Here’s the full code which can be called directly as a module by just passing the info if we’re in a production environment or not.

param isProd bool = false
param communicationServiceName string = 'cs-medienstudio-dev'
param emailServiceName string = 'es-medienstudio-dev'
// Email Communication Service
resource emailService 'Microsoft.Communication/emailServices@2023-03-31' = {
name: emailServiceName
location: 'global'
properties: {
dataLocation: 'Europe'
}
}
// Email Communication Services Domain (Azure Managed)
resource emailServiceAzureDomain 'Microsoft.Communication/emailServices/domains@2023-03-31' = if (!isProd) {
parent: emailService
name: 'AzureManagedDomain'
location: 'global'
properties: {
domainManagement: 'AzureManaged'
userEngagementTracking: 'Disabled'
}
}
// SenderUsername (Azure Managed Domain)
resource senderUserNameAzureDomain 'Microsoft.Communication/emailServices/domains/senderUsernames@2023-03-31' = if (!isProd) {
parent: emailServiceAzureDomain
name: 'donotreply'
properties: {
username: 'DoNotReply'
displayName: 'DoNotReply'
}
}
// Email Communication Services Domain (Customer Managed)
resource emailServiceCustomDomain 'Microsoft.Communication/emailServices/domains@2023-03-31' = if (isProd) {
parent: emailService
name: 'pentenrieder.dev'
location: 'global'
properties: {
domainManagement: 'CustomerManaged '
userEngagementTracking: 'Disabled'
}
}
// SenderUsername (Customer Managed Domain)
resource senderUserNameCustomDomain 'Microsoft.Communication/emailServices/domains/senderUsernames@2023-03-31' = if (isProd) {
parent: emailServiceCustomDomain
name: 'donotreply'
properties: {
username: 'DoNotReply'
displayName: 'DoNotReply'
}
}
// Link the correct domain based on the environment
var emailServiceResource = isProd ? emailServiceCustomDomain.id : emailServiceAzureDomain.id
// Communication Service
resource communcationService 'Microsoft.Communication/communicationServices@2023-03-31' = {
name: communicationServiceName
location: 'global'
properties: {
dataLocation: 'Europe'
linkedDomains: [
emailServiceResource
]
}
}
// put this connection string into a key vault or (even better) use a Managed Identity to access Communication Service
var communicationServiceConnectionString = communcationService.listKeys().primaryConnectionString

Also check out Philipp’s blog post about how to use the Azure Email Communication Service with .NET.

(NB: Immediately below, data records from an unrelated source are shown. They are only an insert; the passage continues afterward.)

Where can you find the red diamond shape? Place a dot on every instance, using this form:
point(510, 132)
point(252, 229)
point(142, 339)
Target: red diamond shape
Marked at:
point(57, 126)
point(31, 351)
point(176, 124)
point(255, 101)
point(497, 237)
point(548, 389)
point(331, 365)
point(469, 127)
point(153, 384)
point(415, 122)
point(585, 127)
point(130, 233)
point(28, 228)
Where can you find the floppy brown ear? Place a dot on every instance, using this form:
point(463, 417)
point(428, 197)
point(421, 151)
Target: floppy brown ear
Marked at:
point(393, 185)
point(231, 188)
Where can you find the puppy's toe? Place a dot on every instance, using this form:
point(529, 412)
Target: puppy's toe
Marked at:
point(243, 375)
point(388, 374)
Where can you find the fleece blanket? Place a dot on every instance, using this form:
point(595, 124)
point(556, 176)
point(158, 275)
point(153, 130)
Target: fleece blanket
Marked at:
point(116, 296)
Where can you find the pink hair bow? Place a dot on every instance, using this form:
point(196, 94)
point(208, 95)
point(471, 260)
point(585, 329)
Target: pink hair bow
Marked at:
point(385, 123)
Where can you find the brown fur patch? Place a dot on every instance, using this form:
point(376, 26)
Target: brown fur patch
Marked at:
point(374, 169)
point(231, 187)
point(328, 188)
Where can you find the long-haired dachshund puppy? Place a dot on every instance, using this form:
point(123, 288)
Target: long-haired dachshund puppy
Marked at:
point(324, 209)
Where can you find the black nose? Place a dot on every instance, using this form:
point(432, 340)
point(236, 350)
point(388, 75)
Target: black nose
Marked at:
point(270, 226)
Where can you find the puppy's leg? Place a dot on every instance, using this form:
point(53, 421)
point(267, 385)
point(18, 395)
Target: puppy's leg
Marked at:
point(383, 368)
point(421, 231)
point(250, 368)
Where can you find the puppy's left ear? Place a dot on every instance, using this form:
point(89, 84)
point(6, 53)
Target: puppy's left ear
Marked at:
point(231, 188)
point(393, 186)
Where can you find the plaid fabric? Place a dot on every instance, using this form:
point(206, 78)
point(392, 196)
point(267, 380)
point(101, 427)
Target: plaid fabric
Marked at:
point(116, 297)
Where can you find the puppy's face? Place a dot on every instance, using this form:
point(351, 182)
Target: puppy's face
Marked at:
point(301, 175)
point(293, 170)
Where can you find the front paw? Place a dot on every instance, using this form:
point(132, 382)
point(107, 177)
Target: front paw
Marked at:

One thought on “Deploying Azure Email Communication Service with Bicep”

  1. Hey Thomas, It was quite a insightful article for me as I’m trying to deploy about 100 email communication service to my Azure account.

    I’m from non technical background and trying to understand how to deploy around 100 communication services with 100 different domains. Your article is the closet thing I found on internet.

    Can you please give me some idea on how to do this? Deploying 100 communication service and 100 domains into my account and how to verify these domains after all.